Fast and Simple Densest Subgraph with Predictions
Pith reviewed 2026-05-22 15:08 UTC · model grok-4.3
The pith
A reasonably accurate predictor of nodes in the densest subgraph enables simple linear-time (1-ε) approximation algorithms.
A machine-rendered reading of the paper's core claim, the machinery that carries it, and where it could break.
Core claim
Given a predictor that estimates whether each node belongs to the solution with reasonable accuracy, one can design simple linear-time algorithms that achieve a (1-ε) approximation for both the standard densest subgraph problem and its densest at-most-k subgraph variant.
What carries the argument
A node-membership predictor that guides subgraph selection to achieve high density without exhaustive search.
If this is right
- Densest subgraph algorithms can be made linear-time while retaining strong approximation guarantees.

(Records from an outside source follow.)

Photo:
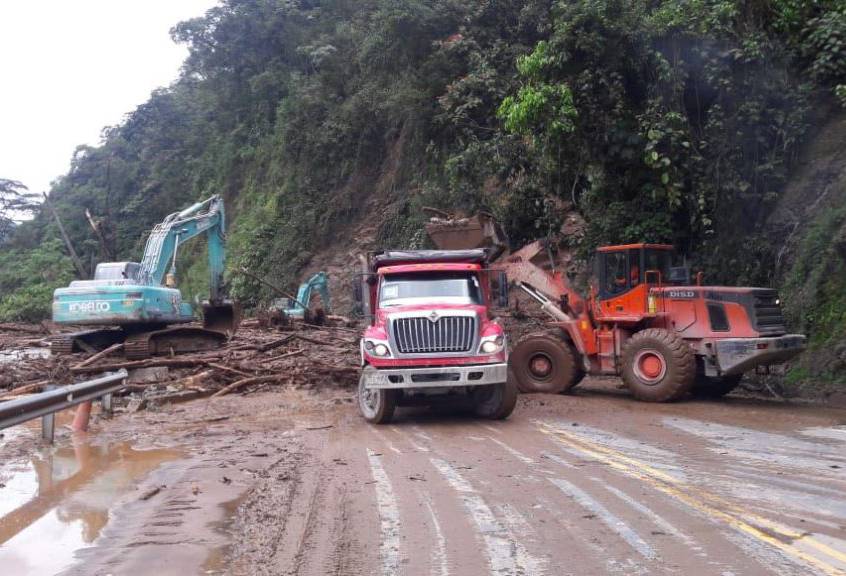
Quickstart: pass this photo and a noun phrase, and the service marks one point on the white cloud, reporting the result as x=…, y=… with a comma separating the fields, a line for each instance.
x=69, y=68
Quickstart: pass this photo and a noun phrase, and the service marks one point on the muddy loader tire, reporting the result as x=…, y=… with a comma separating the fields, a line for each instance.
x=495, y=401
x=377, y=406
x=545, y=363
x=658, y=366
x=715, y=387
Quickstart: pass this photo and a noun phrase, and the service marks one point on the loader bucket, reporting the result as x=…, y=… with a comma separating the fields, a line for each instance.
x=223, y=317
x=479, y=231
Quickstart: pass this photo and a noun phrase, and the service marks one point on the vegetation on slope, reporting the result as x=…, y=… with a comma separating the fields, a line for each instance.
x=660, y=120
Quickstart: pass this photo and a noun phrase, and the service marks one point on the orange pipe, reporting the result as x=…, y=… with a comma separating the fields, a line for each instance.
x=81, y=418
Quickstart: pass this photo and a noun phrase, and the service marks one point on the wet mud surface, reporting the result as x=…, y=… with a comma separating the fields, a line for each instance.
x=294, y=482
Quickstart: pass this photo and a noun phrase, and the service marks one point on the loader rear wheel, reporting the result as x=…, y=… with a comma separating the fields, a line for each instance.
x=377, y=406
x=716, y=387
x=658, y=366
x=495, y=401
x=545, y=363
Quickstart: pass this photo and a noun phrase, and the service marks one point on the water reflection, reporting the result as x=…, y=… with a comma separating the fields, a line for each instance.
x=62, y=496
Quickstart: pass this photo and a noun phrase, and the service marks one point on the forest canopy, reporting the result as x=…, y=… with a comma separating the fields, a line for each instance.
x=658, y=120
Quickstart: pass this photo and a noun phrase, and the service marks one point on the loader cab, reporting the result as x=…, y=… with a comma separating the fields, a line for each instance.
x=621, y=269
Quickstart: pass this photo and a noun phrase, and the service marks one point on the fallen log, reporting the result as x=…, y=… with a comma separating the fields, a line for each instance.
x=228, y=369
x=25, y=389
x=316, y=341
x=151, y=363
x=276, y=343
x=26, y=328
x=246, y=382
x=98, y=355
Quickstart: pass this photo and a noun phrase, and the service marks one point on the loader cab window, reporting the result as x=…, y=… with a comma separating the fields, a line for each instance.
x=656, y=260
x=616, y=272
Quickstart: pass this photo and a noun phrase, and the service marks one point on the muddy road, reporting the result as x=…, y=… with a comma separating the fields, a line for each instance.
x=293, y=482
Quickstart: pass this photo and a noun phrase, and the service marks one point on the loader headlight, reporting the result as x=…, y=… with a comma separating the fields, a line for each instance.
x=377, y=348
x=492, y=344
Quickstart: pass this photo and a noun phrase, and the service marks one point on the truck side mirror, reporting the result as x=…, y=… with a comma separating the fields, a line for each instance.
x=499, y=288
x=358, y=293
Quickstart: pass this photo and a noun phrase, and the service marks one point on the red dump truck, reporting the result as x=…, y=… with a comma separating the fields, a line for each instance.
x=432, y=336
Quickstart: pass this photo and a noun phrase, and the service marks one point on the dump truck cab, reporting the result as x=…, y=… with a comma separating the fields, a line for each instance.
x=432, y=336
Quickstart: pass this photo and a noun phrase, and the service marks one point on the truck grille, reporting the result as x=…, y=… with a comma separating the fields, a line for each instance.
x=446, y=334
x=767, y=317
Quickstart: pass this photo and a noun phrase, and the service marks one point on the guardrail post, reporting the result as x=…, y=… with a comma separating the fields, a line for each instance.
x=48, y=427
x=106, y=404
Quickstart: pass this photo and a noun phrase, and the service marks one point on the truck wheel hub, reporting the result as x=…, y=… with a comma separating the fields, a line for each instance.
x=650, y=366
x=540, y=365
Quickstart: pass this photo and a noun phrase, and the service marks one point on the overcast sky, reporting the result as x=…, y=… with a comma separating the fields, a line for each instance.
x=70, y=67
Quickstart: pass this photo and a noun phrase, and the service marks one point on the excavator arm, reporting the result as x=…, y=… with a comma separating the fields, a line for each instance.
x=159, y=263
x=320, y=283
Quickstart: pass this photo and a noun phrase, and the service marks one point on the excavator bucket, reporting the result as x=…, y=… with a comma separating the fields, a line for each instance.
x=223, y=317
x=479, y=231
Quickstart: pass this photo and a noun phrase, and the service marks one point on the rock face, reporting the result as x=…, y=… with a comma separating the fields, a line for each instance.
x=809, y=223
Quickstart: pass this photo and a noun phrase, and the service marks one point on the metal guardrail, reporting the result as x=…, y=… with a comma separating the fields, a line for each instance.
x=46, y=404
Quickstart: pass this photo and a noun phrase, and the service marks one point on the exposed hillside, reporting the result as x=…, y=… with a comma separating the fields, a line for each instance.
x=327, y=126
x=810, y=222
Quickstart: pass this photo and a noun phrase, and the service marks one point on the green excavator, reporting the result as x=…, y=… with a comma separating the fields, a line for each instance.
x=138, y=304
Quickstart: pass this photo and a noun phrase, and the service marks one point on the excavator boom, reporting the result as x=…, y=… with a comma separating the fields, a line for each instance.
x=141, y=299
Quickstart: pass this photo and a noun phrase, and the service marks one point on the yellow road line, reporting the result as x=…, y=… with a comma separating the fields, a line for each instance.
x=715, y=508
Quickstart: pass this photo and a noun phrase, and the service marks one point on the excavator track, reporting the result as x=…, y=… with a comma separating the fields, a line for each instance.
x=172, y=341
x=62, y=344
x=137, y=347
x=85, y=341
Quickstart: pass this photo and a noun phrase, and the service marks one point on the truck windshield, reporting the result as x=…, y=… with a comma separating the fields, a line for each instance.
x=424, y=287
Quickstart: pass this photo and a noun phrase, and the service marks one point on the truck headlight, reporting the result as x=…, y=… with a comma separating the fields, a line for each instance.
x=491, y=344
x=377, y=348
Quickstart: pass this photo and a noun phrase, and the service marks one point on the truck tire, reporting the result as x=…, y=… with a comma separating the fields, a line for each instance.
x=545, y=363
x=658, y=366
x=377, y=406
x=495, y=401
x=715, y=387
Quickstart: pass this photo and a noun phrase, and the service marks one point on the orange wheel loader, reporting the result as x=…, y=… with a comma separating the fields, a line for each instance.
x=643, y=320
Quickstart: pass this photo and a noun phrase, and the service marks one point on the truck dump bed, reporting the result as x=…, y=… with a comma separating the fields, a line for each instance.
x=396, y=257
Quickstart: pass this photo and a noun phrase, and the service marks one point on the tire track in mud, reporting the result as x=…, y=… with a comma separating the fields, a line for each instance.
x=496, y=529
x=389, y=545
x=770, y=543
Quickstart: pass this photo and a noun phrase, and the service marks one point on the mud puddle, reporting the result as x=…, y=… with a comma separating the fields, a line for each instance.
x=63, y=496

- The NP-hard densest at-most-k variant becomes tractable in practice when predictions are available.
- Experiments on real-world graphs confirm that the methods produce high-quality subgraphs efficiently.
- Simple prediction-guided procedures replace more intricate combinatorial techniques for these problems.
Where Pith is reading between the lines
- The same predictor-driven simplification may apply to other dense subgraph variants or related graph optimization tasks.
- Training predictors on historical graph data could create self-improving solvers that adapt to specific domains.
- Extending the approach to dynamic or streaming graphs where predictions are updated incrementally is a direct next direction.
Load-bearing premise
The predictor provides a reasonably accurate estimate of whether each node belongs to the optimal solution set.
What would settle it
An input graph and predictor where the predictor misclassifies enough nodes that the algorithm's returned subgraph has density strictly less than (1-ε) times the optimal density.
Figures
read the original abstract
We study the densest subgraph problem and its NP-hard densest at-most-$k$ subgraph variant through the lens of learning-augmented algorithms. We show that, given a reasonably accurate predictor that estimates whether a node belongs to the solution (e.g., a machine learning classifier), one can design simple linear-time algorithms that achieve a $(1-\epsilon)$approximation. Finally, we present experimental results demonstrating the effectiveness of our methods for the densest at-most-$k$ subgraph problem on real-world graphs.
Editorial analysis
A structured set of objections, weighed in public.
Referee Report
Summary. The manuscript studies the densest subgraph problem and its NP-hard densest at-most-k variant through learning-augmented algorithms. It claims that a reasonably accurate predictor estimating node membership in the optimal solution (e.g., an ML classifier) enables simple linear-time algorithms achieving (1-ε) approximation. Experimental results on real-world graphs are presented to show effectiveness for the densest at-most-k case.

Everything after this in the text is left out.